There was a pause before he spoke. “He considered me a rival at work.”

Her eyes dropped to the glass in his hand, as she decided how to proceed. “Is that bourbon you’re drinking going on your hotel bill...or obnoxious Agent Smith’s?”

The hardness in his expression lightened a touch, and the frosty look in his eyes thawed half a degree. “It’s going on mine.”

Encouraged, she crossed the last of the distance between them. “I figured as much,” she said, tossing her purse on the bed as she passed by on her way to Hunter. “Pete’s the one who’s been hacking the hotel computer every year and switching the bar bills, isn’t he? And you’ve been anonymously paying the tab.” The scenario fit with everything she knew about the two. The eccentric mathematical genius and—ever the white-hat-sporting defender—his brilliant and fiercely loyal friend smoothing the way.

His brow crinkled in the faintest of amusement. “A little continued rivalry would be understandable, given our history. But hacking the hotel computer would be illegal,” he said.

She came to a stop beside his chair, and something in the way he’d said the words, in his expression, made her question her assumption. “Are you the culprit?”

He finally looked up at her with a hint of a secretive smile on his face. “Why would I admit to a criminal act?”

Her heart untwisted and eased. She adored the look on his face and was relieved to see the barrier drop a fraction. But her curiosity climbed to heretofore unseen levels—and for her that was saying something.

“You’re not going to tell me, are you?” she said.

“No,” he said. “I’m not.”

She fingered the strap of her dress, hesitating, but she had to ask. Although she suspected she knew the answer it was several seconds before she worked up the nerve. “Was your ex a reporter?”

Nothing changed in his demeanor, but his fingertips blanched against his drink, as if crushing the glass. “Yes,” he said. “She was.”

The implications of the news were enormous. It explained a lot about his initial attitude toward her, and it opened up a slew of potential about what had happened between the couple. Was it more than just a girlfriend who had decided to move on? More than just a woman who’d changed her mind about a man she supposedly loved? Carly’s thoughts spun with the possibilities.

She knew he wouldn’t answer, but she tried anyway. “Were you ever going to tell me?”

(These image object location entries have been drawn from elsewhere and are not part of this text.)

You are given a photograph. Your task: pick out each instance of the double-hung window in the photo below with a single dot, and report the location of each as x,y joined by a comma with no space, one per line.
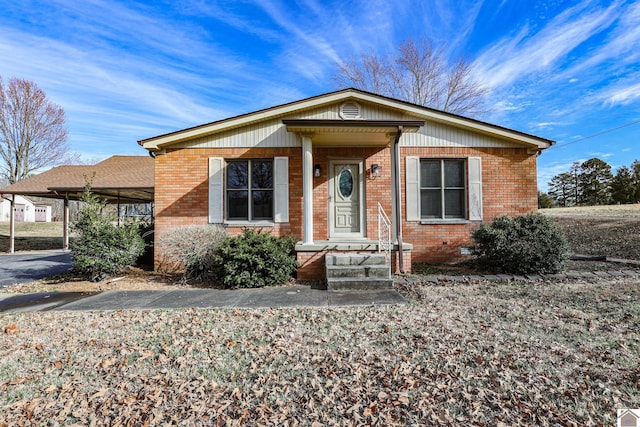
249,190
443,191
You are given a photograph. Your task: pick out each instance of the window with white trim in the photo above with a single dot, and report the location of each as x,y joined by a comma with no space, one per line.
443,191
249,190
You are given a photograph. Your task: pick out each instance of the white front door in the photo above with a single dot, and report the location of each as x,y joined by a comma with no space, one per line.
346,199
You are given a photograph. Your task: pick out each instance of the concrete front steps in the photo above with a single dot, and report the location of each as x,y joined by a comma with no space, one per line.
357,272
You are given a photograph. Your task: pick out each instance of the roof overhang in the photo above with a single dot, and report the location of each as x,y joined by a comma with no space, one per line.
352,132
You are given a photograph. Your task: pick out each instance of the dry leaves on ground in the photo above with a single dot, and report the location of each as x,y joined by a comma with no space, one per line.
482,354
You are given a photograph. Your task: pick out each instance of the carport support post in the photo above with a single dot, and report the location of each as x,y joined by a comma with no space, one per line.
65,224
12,223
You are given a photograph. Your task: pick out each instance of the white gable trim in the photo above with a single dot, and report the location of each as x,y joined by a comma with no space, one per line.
428,114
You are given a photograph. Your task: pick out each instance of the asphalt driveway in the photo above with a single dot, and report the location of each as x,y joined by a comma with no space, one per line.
27,267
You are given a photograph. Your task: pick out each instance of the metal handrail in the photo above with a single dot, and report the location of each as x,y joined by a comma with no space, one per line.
384,235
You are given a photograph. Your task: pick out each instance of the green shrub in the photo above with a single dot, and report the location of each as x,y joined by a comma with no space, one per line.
520,245
255,259
101,247
191,249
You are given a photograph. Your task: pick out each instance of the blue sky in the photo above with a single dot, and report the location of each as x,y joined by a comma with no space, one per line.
125,71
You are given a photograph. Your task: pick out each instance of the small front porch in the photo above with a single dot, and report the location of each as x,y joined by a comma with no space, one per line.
313,258
350,175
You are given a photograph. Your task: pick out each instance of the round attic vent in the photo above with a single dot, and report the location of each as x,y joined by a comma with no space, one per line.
350,110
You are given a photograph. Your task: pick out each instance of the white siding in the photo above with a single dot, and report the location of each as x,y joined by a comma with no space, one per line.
281,189
439,135
273,134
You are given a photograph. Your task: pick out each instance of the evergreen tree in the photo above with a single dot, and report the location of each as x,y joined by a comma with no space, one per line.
562,189
544,201
595,182
622,188
635,179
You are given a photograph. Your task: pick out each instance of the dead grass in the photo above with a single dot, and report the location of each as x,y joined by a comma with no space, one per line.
620,211
500,354
133,279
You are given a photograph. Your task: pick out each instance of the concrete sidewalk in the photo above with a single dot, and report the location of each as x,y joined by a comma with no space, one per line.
276,297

The pause was lengthy. “Probably not.”

His answer was more painful than she’d expected. “What happened?”

“It’s not important,” he said, his voice grim, and then he tossed back the last of his drink.

She blinked back the hurt and the growing sense of panic. Inviting her to the conference had seemed like a major step forward. Now she wasn’t so sure. But there had to be hope, and the pain she sensed he’d buried for years currently outweighed her own. Her own need to heal his hurts, to tear down those barriers once and for all.

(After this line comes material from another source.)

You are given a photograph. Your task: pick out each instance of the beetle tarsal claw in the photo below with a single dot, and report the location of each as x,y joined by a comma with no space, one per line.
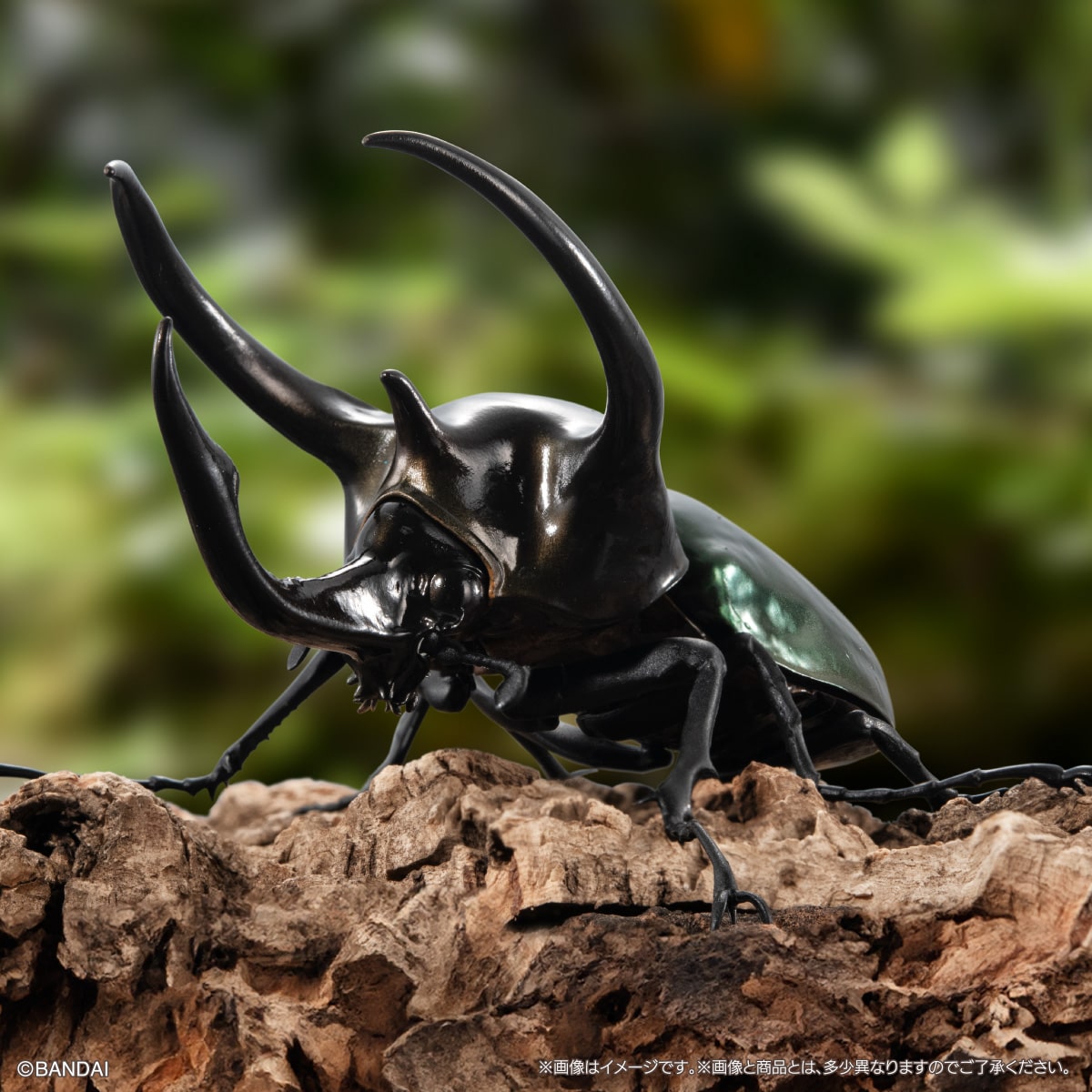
726,895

Exactly why she felt it so keenly wasn’t a matter up for consideration. The last thing she wanted to do was examine just how much she needed to get back to the connection they’d shared the last few days. It had felt like a real relationship, not the over-him-in-forty-eight-hours kind. More like an intense, never-will-recover, want-to-be-with-him-forever kind.

The thought of this man walking away came perilously close to being frightening.

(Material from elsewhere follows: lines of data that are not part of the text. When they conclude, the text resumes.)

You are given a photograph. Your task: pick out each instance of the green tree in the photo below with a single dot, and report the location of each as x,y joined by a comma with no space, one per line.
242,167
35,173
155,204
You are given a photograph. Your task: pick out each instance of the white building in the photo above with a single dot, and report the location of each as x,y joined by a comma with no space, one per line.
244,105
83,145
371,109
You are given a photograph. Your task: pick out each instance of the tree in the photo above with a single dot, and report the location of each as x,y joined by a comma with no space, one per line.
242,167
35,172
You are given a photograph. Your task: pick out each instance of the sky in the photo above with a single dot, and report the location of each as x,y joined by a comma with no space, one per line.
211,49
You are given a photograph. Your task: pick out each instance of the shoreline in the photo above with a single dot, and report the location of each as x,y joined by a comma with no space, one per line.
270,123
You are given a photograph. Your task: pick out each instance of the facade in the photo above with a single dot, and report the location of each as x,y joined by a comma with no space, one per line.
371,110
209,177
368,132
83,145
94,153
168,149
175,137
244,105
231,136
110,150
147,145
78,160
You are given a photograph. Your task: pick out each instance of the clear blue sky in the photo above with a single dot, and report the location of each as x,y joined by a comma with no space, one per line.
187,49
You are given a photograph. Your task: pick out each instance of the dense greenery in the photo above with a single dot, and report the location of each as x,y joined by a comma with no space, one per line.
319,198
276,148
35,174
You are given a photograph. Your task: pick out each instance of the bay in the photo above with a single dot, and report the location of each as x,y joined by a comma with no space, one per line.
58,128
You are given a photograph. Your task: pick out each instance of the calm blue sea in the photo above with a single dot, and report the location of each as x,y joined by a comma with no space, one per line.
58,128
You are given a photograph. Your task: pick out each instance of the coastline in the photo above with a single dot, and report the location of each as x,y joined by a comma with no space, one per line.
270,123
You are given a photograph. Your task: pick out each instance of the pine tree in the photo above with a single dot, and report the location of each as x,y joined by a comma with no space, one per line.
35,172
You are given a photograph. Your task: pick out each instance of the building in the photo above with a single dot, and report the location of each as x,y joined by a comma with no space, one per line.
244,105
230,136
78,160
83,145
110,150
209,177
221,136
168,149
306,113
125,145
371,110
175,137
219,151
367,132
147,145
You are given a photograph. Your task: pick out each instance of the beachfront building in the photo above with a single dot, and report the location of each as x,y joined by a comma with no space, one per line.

He carefully set his glass on a nearby table and looked up at her with an expression that squeezed her chest—utter bleakness, infused with a burning desire. A compelling combination that made his tone gruff. “Did you put that outfit on for me?”

Heart now rapping hard, she glanced down at the leopard print slip dress she’d worn the night of their first TV show. She’d put it on earlier, with the thought of teasing him into a better mood when she found him, but now it seemed inappropriate. And very, very wrong. The light in his eyes was encouraging, but the fatigue, the sense of emptiness he kept buried beneath it all, was unmistakable.

“Hunter,” she said, looking down at him. “It’s been a difficult day, and you’re tired.”